Talking to other members of the company I found these views commonplace, and it is born out in their activity. The company don’t just perform together but somehow, around jobs and other commitments, they hang out together, and refer to the company as a ‘family’. The Salford Docker is agitprop theatre in the best tradition, but the genius of its directors Steph Green and Sarah Weston is the facilitation of personal bonds that underpin collective action outside the well-worn but narrow avenues of the left.

Neoliberalism, even as it crumbles at its core, enforces an economic and ideological regime so pervasive it can seem insurmountable. We must be vigilant, then, in keeping its pressure points in view, and revealing at every opportunity its most closely guarded secret, which is the collective power of the working class. Theatre does this, not only by disseminating information but by exploding experiences of isolation and distrust that neoliberalism relies on, replacing this with something infinitely more satisfying, more human. 
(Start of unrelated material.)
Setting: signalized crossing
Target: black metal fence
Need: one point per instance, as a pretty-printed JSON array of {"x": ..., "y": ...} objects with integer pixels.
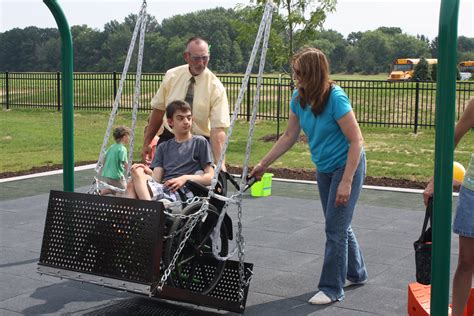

As Redmond points out, ‘the left goes some way to combat the increasing isolation we face, but falls short when it comes to creating our own sustainable communities’. Political theatre in Britain has never recovered from its strangulation in the 1980s by the Thatcher government, and these days financial and even intellectual support for this kind of work is extremely scarce. The seriousness with which those with a vested interest in maintaining power take this practice should be marked by the organised left, who need to address urgently the task of supporting it in any way they can. 

This is not only a celebration, then, but a call to action. Historically, links between the labour movement and left theatre companies were strong, and we should take heed. Political culture is not an add-on or afterthought to organising but the lifeblood of movements and to ignore this is to be gravely negligent.